At the end of Soviet times, he continues, labor turnover in the region reached 30 to 35 percent; but since then, efforts by the government and private firms have reduced that number (profile.ru/politics/kljuch-k-krajnemu-severu-kak-dolzhen-razvivatsya-arkticheskij-region-nashej-strany-1474521/).
But improving the lives of people who live in the urban centers of the north requires improving the infrastructure that supplies them. At present, the absence of railways, highways and sea lanes means that goods needed in these centers often have to travel outrageous distances to get there at all.
Shirokov gives the following example which he describes as typical: The Deputatsky settlement in Sakha uses coal that is mined in Khakassia in southern Siberia. From there, the coal goes by rail to Murmansk, near Scandinavia, then is sent by ship to Indirka where it is loaded on barges and sent up a Sakha river to the settlement.

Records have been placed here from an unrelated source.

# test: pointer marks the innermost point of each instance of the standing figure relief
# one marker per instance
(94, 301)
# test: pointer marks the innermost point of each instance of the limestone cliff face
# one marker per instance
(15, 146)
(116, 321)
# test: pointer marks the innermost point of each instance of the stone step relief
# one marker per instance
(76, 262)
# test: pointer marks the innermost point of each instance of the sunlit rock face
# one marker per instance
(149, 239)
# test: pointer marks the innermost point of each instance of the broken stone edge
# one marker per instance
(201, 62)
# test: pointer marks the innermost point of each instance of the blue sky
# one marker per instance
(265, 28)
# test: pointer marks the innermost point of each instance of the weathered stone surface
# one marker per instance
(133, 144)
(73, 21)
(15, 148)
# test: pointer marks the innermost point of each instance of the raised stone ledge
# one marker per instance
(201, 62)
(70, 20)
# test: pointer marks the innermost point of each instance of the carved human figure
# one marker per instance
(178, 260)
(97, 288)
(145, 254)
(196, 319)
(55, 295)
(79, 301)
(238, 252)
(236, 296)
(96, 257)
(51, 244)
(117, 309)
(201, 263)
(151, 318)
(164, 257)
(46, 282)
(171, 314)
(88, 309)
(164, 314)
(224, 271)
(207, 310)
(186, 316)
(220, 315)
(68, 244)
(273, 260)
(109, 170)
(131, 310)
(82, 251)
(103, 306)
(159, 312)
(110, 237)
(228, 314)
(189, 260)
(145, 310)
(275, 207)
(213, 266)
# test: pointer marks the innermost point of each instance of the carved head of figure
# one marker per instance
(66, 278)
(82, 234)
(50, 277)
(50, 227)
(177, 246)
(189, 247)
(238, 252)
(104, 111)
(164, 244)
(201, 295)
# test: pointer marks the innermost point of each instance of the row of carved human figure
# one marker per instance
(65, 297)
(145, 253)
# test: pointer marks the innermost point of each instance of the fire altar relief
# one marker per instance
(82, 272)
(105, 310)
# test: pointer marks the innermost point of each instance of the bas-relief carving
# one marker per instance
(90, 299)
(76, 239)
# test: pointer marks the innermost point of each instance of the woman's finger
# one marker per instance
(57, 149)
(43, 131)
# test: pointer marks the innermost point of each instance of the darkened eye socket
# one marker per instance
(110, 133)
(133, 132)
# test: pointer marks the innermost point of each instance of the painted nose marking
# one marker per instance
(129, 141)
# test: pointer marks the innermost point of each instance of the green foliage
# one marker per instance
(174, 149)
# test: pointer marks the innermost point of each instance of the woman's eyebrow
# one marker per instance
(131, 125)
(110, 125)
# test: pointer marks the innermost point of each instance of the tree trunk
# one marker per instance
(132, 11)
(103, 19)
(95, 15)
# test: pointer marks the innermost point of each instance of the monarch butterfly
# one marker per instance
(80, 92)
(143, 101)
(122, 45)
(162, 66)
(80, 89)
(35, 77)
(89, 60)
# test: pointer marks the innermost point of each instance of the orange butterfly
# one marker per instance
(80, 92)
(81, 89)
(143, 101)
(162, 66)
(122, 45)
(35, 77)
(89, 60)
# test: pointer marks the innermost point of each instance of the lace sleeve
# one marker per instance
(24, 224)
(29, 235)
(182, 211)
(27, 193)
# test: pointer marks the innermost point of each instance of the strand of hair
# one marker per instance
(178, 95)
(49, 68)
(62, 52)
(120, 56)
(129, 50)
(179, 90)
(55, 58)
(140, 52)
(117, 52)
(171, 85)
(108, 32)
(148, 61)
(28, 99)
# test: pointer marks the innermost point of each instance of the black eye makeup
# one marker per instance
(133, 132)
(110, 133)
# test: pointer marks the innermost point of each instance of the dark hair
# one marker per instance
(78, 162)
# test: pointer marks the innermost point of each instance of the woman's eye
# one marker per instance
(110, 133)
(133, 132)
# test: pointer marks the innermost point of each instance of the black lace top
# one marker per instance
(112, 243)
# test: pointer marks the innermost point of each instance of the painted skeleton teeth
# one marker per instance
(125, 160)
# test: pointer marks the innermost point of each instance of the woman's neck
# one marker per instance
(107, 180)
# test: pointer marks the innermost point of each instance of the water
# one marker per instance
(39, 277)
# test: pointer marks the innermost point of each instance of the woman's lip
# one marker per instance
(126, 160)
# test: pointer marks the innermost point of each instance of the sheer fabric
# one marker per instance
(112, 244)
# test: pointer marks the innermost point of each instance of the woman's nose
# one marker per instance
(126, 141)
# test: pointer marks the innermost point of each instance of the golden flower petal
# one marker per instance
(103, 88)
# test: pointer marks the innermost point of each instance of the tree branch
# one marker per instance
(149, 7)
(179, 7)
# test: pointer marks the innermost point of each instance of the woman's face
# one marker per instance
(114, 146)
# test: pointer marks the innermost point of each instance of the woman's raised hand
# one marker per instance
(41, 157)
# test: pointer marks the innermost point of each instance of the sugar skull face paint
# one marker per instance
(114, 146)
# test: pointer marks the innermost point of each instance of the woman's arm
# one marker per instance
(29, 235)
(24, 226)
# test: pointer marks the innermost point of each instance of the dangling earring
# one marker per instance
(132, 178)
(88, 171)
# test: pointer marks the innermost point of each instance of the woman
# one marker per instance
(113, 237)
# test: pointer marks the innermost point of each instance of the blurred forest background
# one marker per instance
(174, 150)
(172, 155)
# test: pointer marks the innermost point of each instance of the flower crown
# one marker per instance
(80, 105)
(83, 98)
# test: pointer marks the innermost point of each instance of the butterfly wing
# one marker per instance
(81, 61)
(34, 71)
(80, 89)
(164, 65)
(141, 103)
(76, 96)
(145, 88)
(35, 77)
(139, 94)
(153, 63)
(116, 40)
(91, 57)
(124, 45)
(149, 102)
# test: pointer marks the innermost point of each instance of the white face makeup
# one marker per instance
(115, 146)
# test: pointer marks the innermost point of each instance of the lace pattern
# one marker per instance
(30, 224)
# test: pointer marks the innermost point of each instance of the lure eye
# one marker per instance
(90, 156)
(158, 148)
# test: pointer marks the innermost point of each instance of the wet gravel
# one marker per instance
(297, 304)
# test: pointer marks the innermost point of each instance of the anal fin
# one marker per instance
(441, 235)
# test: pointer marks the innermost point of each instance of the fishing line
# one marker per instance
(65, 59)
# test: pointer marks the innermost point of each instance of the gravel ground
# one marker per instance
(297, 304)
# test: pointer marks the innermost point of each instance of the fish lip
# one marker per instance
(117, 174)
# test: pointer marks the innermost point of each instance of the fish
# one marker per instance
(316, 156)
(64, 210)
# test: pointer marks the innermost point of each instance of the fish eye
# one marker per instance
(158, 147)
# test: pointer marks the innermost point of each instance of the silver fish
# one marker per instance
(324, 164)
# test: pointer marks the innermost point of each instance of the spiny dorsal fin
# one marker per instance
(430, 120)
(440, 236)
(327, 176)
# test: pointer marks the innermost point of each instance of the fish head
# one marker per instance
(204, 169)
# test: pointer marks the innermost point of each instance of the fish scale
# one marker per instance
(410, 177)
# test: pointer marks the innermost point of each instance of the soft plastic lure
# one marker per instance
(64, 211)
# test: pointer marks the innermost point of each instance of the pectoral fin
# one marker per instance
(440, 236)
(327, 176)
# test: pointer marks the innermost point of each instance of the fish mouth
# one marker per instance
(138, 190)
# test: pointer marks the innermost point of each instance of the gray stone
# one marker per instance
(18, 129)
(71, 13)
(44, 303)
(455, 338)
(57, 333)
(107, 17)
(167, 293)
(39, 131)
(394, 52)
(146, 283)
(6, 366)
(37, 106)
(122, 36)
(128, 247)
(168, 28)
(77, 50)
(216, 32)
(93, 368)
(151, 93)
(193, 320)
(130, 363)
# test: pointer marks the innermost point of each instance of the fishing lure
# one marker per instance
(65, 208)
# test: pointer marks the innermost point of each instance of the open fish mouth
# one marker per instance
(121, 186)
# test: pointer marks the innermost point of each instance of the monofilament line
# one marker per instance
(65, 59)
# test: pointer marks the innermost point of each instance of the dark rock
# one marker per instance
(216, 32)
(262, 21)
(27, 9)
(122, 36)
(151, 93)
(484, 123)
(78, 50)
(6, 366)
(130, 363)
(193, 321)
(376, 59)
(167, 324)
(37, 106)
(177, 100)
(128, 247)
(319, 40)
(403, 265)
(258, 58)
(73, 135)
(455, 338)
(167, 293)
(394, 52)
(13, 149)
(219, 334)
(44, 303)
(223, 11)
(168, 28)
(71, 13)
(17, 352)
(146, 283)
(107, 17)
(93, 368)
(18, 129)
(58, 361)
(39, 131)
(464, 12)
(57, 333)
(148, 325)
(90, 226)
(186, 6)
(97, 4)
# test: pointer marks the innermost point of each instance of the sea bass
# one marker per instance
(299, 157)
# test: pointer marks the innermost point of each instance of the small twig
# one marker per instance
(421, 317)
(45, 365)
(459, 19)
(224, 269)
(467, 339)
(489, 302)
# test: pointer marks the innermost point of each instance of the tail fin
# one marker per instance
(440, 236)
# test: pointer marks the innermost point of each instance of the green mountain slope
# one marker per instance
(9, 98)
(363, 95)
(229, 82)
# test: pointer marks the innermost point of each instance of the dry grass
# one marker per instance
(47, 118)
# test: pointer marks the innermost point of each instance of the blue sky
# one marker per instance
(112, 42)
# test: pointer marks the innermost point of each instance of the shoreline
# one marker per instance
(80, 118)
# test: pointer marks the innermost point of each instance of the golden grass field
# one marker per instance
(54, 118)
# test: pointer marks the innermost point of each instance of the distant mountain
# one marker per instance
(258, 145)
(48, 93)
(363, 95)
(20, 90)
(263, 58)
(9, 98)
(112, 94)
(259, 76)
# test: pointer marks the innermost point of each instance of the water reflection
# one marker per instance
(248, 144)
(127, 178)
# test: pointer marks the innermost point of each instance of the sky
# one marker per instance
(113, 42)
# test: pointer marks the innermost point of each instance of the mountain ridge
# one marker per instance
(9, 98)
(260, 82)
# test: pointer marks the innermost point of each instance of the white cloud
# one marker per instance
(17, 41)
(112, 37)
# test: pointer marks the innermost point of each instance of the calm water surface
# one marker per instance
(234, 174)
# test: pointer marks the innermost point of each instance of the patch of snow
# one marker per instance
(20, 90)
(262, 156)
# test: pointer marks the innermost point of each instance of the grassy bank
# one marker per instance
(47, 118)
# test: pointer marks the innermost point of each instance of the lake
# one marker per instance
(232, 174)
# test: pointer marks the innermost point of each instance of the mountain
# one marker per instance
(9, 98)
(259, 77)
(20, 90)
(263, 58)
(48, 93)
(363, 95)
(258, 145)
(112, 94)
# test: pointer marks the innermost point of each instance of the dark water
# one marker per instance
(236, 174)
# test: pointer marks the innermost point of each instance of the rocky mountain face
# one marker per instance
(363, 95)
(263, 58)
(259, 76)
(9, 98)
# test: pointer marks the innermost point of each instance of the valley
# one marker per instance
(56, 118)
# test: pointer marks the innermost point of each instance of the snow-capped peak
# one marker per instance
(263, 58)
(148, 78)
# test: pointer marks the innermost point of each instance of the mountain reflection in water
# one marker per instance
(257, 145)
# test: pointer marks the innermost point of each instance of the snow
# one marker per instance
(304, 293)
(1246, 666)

That lengthy route raises the price of coal by 11 times, and the residents of Deputatsky have to pay it – and companies and the government have to pay them higher salaries or they wouldn’t be able to do so. That slows development and means that residents of the north leave when they can, a pattern that makes northern development even harder.
Unless and until Moscow build the infrastructure needed to shorten such routes, the center’s plans for the north and its ability to ensure that there is a sufficient population there to guarantee the country’s national security in that direction at a time of rising international tensions will remain problematic.